Quando sei arrivato, entrando dalla mia porta socchiusa, che aspettava proprio te, ho iniziato a capire che già ti amavo. Ti avevo amato nell'immaginare il tuo arrivo, nell'indovinare i tuoi gesti e la tua voce. Ti avevo amato mentre credevo di amare un nome diverso dal tuo. Quando sei arrivato, entrando dalla mia porta aperta, ho lasciato che l'amore bastasse all'amore. Perché riconoscerti è stato inevitabile. Perché dire il tuo nome è stato imparare ad ascoltare la mia voce. E non ho imparato ad amarti più di quanto non ti amassi il giorno che sei arrivato. Poi sei partito, ma la mia porta è rimasta aperta.

Ritorno

La luce che ho lasciato accesa mi ha riportata a casa. Nel silenzio della mia notte appena iniziata, nel freddo dell'aria che libera il mio respiro. Ho acceso le luci dell'albero. Sentirò fruscio di folletti, stanotte. E sentirò la carezza del sogno.
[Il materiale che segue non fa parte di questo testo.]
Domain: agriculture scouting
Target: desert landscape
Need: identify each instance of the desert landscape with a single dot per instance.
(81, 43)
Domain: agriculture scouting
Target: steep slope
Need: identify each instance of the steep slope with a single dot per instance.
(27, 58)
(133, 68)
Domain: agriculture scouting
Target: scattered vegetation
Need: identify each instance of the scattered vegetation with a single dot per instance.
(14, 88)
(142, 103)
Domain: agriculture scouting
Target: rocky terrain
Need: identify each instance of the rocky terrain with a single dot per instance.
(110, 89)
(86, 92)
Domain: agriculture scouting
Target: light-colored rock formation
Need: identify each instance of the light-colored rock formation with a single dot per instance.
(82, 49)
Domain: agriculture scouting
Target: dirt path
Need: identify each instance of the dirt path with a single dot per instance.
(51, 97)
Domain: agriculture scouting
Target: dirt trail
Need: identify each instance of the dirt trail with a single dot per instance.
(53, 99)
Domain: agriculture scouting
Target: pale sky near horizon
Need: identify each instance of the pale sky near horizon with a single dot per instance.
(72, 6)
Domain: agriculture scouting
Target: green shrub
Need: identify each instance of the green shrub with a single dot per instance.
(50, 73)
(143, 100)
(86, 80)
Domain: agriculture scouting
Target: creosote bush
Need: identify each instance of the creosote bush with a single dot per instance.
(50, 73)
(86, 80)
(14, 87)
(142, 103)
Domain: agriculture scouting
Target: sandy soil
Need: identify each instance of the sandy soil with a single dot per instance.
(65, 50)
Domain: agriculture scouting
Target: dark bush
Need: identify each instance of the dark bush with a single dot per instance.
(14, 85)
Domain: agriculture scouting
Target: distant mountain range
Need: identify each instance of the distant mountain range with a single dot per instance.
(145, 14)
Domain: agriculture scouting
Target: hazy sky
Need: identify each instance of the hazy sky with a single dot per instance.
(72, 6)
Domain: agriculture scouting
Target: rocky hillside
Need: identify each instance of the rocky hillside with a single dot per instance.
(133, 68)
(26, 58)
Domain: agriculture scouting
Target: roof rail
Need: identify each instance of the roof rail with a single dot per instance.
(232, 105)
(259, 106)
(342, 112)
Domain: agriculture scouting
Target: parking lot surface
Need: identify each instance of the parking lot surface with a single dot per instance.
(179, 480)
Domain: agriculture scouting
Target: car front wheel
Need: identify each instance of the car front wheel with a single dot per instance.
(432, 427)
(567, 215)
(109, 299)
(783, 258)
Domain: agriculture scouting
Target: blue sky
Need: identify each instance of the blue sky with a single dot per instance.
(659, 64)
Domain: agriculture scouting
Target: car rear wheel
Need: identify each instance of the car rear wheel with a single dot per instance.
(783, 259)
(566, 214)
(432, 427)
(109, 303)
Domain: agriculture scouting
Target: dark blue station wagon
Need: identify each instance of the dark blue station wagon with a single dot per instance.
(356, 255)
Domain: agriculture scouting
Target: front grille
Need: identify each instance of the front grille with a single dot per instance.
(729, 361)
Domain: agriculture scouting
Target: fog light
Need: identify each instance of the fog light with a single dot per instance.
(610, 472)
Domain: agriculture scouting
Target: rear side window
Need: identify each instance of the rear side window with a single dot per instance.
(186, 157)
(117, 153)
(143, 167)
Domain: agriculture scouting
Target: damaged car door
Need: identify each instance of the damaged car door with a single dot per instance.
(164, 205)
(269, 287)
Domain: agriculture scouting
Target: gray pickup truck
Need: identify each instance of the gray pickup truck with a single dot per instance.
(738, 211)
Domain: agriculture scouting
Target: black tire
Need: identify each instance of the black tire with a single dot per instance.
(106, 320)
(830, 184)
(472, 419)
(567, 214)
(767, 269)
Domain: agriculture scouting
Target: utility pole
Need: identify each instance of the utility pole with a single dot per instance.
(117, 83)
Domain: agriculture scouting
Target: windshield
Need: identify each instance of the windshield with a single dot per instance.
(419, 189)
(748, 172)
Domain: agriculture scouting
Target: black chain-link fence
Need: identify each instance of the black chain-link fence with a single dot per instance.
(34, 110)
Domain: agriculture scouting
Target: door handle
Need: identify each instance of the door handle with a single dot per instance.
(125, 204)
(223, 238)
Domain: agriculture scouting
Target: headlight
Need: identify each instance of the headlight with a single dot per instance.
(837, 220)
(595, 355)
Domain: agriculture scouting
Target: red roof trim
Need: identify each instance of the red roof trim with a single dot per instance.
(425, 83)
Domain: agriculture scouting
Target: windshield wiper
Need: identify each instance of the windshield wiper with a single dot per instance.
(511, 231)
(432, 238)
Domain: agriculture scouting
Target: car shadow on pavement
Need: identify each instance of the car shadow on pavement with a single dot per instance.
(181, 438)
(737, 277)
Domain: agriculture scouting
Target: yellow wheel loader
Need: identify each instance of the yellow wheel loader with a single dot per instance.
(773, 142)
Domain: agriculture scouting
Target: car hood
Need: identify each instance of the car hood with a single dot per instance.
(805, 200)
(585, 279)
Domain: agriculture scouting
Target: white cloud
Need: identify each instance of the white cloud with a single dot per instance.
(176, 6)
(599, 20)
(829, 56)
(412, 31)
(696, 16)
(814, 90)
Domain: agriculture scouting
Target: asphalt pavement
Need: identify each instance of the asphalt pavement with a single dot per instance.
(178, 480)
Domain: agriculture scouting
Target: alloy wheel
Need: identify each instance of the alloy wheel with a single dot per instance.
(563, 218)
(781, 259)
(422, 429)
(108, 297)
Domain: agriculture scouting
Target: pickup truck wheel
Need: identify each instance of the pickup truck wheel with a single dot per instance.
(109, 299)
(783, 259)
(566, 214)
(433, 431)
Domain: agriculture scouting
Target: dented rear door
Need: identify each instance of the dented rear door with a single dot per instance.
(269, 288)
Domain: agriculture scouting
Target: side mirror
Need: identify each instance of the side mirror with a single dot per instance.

Come la tua mano tra i miei capelli.

Preparo la cena

Alcuni giorni resto davanti alla mia finestra per un tempo che non so contare. Mi perdo nell'orizzonte e arriva sera. Me ne accorgo perché un brivido mi risveglia. Allora riscaldo la casa, accendo la luce. E una candela. Mi scaldo le mani con una tazza di the caldo e magari mi avvolgo in un maglione in più. Non ho più il mio maglione preferito, quello che mi ha scaldata per tanto tempo. L'ho riposto nell'armadio per i giorni in cui la mancanza di un abbraccio è troppo forte per affrontarla da sola. L'ho riposto nell'armadio, logoro e rattoppato, e non riesco a sostituirlo. Così continuo a sentire freddo. Un po'. Oggi parlavo di parole che non possono non trovare una voce perché sono dono, perché il loro silenzio impoverirebbe noi e gli altri. E lo dicevo io, incontrando una resistenza timida e testarda che tanto assomiglia alla mia. E lo dicevo io, che parlo qui perché nessuno possa sentirmi davvero; che mi nascondo in questa casa dalle imposte rosse

Spengo le luci

Spengo le luci. E spengo il giorno. Chiuderò gli occhi e spegnerò i pensieri. Si accenderanno i sogni. Poi arriverà il mattino.

Sera

Ho freddo. Fino alle ossa. E non riesco a chiudere la finestra. Potresti non entrare più. Ho un nome. Che non pronunci perché non è il mio. Ho un desiderio che non realizzo. Per poter desiderare ancora? E ho il buio intorno. E il tuo calore dentro.

Inizia dicembre

Ho colorato le imposte di rosso, così che tu le possa riconoscere da lontano. Ho accesso una luce all'inizio del vialetto, così che tu possa risalirlo anche con il buio. C'è il profumo delle candele, la coperta a scaldare il tuo posto. E ci sono io. Che non so morire. Ma so piangere. C'è desiderio di neve nel mio respiro freddo. C'è desiderio di mani a scaldare le mie. Ci sono io. Che non so perdermi. Ma so tornare. Ho colorato le imposte di rosso, lasciando i segni del legno come ferite sul colore. Ho acceso una luce all'inizio del vialetto, lasciando che bruci piano piano piano e che la terra la faccia respirare. Per sempre.